I media tedeschi (e non solo: anche Marca si schiera "contro") ironizzano sulla sentenza e sugli italiani. In una vignetta sulla Bild un giocatore in trasferta si rivolge a un signore a bordo campo: "Se ci va male, lancia la bottiglietta!". Il Borussia annuncia ricorso in appello
Il 3 novembre l'Inter vince 4-2 a San Siro il "ritorno". Appello il 10 novembre a Zurigo. "I tedeschi portarono in aula anche Netzer, forse per sedurre uno dei componenti del giurì d’appello che si diceva fosse notoriamente sensibile a biondi argomenti" (Prisco).
Ma la sentenza viene confermata, con unica concessione al Borussia di giocare la ripetizione in Germania, ma a 100 km da Monchengladbach (verrà scelta Berlino).
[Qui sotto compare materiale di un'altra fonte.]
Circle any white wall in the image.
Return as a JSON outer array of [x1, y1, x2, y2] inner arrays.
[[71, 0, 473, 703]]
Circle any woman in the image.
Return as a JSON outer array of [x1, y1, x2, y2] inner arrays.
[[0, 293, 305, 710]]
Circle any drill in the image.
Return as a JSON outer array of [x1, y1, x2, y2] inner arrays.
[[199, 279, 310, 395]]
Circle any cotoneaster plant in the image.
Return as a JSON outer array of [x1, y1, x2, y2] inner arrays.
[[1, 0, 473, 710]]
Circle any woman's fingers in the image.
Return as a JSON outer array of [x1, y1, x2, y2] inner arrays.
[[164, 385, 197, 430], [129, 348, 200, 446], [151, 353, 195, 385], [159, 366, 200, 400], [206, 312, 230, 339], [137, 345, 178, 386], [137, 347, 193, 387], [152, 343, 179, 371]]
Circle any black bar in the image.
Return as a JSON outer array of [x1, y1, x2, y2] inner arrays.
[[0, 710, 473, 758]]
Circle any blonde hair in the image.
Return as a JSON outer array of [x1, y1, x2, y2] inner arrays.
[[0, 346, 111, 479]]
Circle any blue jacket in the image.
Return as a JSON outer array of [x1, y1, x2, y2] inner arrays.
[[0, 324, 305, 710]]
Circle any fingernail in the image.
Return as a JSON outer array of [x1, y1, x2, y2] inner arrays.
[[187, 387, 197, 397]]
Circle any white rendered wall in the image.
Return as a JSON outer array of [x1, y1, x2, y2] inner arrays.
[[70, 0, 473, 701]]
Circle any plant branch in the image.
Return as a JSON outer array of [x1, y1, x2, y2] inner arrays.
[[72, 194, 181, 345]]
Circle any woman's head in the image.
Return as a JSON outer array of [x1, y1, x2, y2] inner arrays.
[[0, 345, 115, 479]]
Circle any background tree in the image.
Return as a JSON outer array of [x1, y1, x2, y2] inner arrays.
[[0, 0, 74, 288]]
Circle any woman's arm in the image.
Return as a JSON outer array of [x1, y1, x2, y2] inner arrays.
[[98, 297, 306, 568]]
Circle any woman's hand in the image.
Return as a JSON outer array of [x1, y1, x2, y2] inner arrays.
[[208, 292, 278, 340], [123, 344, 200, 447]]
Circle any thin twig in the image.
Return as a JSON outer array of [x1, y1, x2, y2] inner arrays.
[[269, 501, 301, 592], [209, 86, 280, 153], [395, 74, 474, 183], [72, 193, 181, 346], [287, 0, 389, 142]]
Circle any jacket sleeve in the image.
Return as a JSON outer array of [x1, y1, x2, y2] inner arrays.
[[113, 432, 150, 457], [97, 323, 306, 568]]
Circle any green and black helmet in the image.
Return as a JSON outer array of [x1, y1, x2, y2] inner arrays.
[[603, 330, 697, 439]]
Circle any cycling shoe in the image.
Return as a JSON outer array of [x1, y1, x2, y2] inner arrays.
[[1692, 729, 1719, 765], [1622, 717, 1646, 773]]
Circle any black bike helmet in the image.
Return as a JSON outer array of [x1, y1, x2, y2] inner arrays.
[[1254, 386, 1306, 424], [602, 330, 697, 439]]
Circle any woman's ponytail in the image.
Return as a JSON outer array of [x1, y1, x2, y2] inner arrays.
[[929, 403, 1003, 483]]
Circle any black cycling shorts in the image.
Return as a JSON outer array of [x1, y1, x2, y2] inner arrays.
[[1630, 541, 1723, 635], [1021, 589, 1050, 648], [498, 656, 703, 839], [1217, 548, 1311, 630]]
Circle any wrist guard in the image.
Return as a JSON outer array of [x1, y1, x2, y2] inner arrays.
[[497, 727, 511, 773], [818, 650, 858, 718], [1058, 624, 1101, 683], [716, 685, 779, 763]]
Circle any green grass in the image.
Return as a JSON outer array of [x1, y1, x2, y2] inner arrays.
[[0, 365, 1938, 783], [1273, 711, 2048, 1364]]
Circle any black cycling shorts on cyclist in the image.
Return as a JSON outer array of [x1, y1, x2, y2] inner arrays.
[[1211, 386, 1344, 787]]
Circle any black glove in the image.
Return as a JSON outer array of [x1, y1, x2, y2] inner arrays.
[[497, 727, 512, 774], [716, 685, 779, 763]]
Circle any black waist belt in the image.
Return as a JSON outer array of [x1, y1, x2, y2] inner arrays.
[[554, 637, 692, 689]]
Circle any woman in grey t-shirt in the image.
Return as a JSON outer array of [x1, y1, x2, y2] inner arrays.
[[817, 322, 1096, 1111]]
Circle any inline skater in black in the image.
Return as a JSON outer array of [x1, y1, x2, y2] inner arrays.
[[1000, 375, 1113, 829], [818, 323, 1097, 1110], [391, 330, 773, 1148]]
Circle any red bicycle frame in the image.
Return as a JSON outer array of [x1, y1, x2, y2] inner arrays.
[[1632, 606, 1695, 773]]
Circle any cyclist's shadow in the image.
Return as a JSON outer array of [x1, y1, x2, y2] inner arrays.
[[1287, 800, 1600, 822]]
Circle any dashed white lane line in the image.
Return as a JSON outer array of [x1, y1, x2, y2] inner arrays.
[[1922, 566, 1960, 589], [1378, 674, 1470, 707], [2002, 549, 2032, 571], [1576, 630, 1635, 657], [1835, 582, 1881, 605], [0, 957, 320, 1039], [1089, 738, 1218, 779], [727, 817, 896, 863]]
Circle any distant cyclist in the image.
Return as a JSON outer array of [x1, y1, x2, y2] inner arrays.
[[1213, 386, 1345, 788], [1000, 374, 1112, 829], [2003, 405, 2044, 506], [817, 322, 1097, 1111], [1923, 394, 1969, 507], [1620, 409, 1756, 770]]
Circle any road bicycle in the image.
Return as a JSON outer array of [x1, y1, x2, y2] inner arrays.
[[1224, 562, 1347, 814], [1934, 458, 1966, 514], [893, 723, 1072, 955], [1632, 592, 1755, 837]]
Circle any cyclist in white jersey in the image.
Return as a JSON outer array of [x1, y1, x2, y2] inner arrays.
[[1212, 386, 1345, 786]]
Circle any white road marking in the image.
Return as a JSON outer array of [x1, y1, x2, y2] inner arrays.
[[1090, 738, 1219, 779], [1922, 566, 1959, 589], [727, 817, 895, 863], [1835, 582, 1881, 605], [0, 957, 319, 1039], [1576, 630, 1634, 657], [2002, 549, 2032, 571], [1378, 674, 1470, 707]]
La "bella" finirà 0-0 con il giovane Ivano Bordon eroe-paratutto, compreso un calcio di rigore.
L'Inter arriverà sino in finale di Coppa, dove sarà spazzata via dall'Ajax di Cruijff. Prisco, secondo i tedeschi "il miglior giocatore dell'Inter", assisterà alla partita in tribuna all'Olympiastadion con una sciarpa tricolore ben visibile sotto il cappotto.
Nel 1979, a pochi giorni da Inter-Borussia di coppa UEFA, un signore di Milano, simpatizzante del Torino, scriverà al Corriere della Sera e confesserà: "Sono stato io a dare a Mazzola la lattina. Era tale l'eccitazione che, invece di chiamarlo Sandro, l'ho chiamato Ferruccio".